I place these different measures onto the same ideological scale using a 2010 survey that asked experts in 155 districts to place major party House nominees in that year’s midterm elections on the same 7-point scale as the CCES. There are 295 nominees with ideological scores in both the DIME and the expert survey. I use the statistical relationship between these two measures to convert DIME scores for nominees and donors to the 7-point scale of the CCES.

By the end of this, I had comparable ideological measurements for Republican and Democratic House primary winners from 2002 to 2010; for partisan donors in their district; for district residents who identify with each major party; and for district residents eligible to vote in that year’s general election for all congressional districts.

More extreme donors mean more extreme candidates win

Districts with more extreme donors have more extreme congressional nominees — even if the district’s primary and general electorate don’t share those views. When a district’s donors are one point more ideologically extreme than another district’s on the 7-point scale, its incumbent is, on average, 1.12 points more ideologically extreme as well; its primary challengers are 1.29 points more extreme; and its open seat nominees are 1.56 points more extreme. In that first scenario, for instance, the more extreme donors would replace a Democratic incumbent more liberal than 25 percent of fellow Democratic incumbents with one more liberal than 90 percent of elected Democrats — even if the ideologies of the two districts’ primary and general electorate were the same.

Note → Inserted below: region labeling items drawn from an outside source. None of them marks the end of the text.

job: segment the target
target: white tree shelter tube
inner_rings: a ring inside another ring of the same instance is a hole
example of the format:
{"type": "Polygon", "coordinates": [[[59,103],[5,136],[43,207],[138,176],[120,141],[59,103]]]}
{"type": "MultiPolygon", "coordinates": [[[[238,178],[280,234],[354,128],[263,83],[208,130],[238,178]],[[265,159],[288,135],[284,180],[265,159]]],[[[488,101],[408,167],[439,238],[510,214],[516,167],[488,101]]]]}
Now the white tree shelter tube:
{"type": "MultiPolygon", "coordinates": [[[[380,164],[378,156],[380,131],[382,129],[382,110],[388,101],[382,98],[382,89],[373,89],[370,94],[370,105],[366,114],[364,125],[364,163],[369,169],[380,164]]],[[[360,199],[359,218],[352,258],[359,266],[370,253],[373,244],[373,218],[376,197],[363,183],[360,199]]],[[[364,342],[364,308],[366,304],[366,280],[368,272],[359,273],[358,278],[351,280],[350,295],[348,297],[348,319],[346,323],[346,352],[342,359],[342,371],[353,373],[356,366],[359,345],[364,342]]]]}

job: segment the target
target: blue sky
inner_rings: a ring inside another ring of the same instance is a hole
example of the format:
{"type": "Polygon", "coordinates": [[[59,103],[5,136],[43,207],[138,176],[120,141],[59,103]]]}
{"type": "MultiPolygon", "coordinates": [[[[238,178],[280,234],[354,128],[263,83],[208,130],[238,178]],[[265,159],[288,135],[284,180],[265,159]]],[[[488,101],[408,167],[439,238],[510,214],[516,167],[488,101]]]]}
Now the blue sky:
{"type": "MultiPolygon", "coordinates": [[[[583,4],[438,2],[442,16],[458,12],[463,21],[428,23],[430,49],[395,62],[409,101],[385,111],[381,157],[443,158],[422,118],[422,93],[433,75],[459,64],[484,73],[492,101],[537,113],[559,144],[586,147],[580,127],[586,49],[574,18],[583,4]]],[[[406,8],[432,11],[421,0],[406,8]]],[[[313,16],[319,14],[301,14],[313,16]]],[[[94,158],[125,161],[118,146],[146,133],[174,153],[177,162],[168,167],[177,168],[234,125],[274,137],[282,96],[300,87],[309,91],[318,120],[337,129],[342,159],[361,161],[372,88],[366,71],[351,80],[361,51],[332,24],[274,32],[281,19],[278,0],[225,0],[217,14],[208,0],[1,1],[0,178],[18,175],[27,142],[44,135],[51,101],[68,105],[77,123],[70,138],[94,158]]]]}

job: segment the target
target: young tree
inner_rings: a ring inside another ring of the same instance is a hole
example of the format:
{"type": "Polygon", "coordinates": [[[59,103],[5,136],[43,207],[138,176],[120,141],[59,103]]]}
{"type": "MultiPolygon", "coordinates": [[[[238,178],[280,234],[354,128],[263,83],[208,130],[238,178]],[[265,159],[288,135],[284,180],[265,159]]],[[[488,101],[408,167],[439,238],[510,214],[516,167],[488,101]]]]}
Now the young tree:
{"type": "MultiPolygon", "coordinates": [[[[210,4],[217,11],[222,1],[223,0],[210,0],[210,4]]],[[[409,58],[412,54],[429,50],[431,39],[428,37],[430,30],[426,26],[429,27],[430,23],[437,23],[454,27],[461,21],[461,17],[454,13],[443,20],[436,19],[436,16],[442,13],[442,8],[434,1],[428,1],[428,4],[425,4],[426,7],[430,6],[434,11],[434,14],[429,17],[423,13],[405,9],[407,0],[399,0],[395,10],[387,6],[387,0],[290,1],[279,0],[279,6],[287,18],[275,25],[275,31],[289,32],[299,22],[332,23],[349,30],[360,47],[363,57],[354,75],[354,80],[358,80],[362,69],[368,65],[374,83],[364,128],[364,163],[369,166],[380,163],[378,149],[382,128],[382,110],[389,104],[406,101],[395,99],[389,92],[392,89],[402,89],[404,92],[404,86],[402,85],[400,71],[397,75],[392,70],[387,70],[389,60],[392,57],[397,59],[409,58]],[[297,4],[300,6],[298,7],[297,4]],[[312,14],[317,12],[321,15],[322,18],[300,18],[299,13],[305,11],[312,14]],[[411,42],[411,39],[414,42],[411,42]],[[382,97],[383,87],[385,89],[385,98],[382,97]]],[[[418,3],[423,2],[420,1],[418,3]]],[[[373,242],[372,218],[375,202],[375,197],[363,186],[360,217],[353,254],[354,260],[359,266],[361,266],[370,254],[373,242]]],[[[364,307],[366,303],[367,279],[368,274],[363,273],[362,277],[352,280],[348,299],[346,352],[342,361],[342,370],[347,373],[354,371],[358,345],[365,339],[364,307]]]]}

This varies by party. Republican nominees’ ideologies appear to correspond only with those of their donors, not with either their primary constituency or their district at large. In contrast, Democratic nominees’ ideology are also linked to those of their district’s primary electorate. If a district’s rank-and-file Democrats are one point more ideologically extreme than a comparable district, that’s associated with a Democratic incumbent who is .68 points more extreme; challengers who are .54 points more extreme; and candidates for open seats who are .97 points more extreme. If the district’s donors were one point more extreme, the district would replace a Democratic incumbent who is more liberal than 25 percent of fellow Democratic incumbents with one more liberal than 70 percent of Democrats.

The ideology of Democratic incumbents is also linked to the ideology of their district. When a district is more liberal (or more conservative), its incumbent tends to take more liberal (or more conservative) positions. The effect is statistically significant but quite small: A one-point increase in a district’s ideological positions is associated with a .12-point increase in a Democratic incumbent’s ideological positions.

Industries that donated to governors’ campaigns were more likely to be declared ‘essential’

All that changes a bit in a highly competitive race

When a district favors the Democratic Party, Democratic incumbents’ positions are strongly related to those of Democratic donors. But when districts are more competitive, Democratic incumbents are less linked to donors’ ideologies — which may suggest that Democratic donors are willing to invest in more viable general election candidates.

There’s no such variation for Republicans. Republican donors appear unwilling to back more moderate candidates who might be more viable in the general election. No matter how Republican or how competitive a district is, Republican nominees’ ideologies are strongly related to those of Republican donors.

The money vote

In short, Americans who donate to candidates use their funds to affect who runs and who wins. Democratic and Republican House nominees appear to respond inordinately to partisan donors, a group that is disproportionately wealthy and often holds extreme policy views. This may lead incumbents to champion policies more extreme than their voters would prefer — and that may favor the wealthy.

Expect donors to have an outsize influence on who wins the 2022 congressional primaries. They back candidates whose ideologies match theirs, and that helps candidates secure the resources needed to campaign successfully. Donor influence may result in a 118th Congress that is more ideologically extreme than their districts and their own primary voters.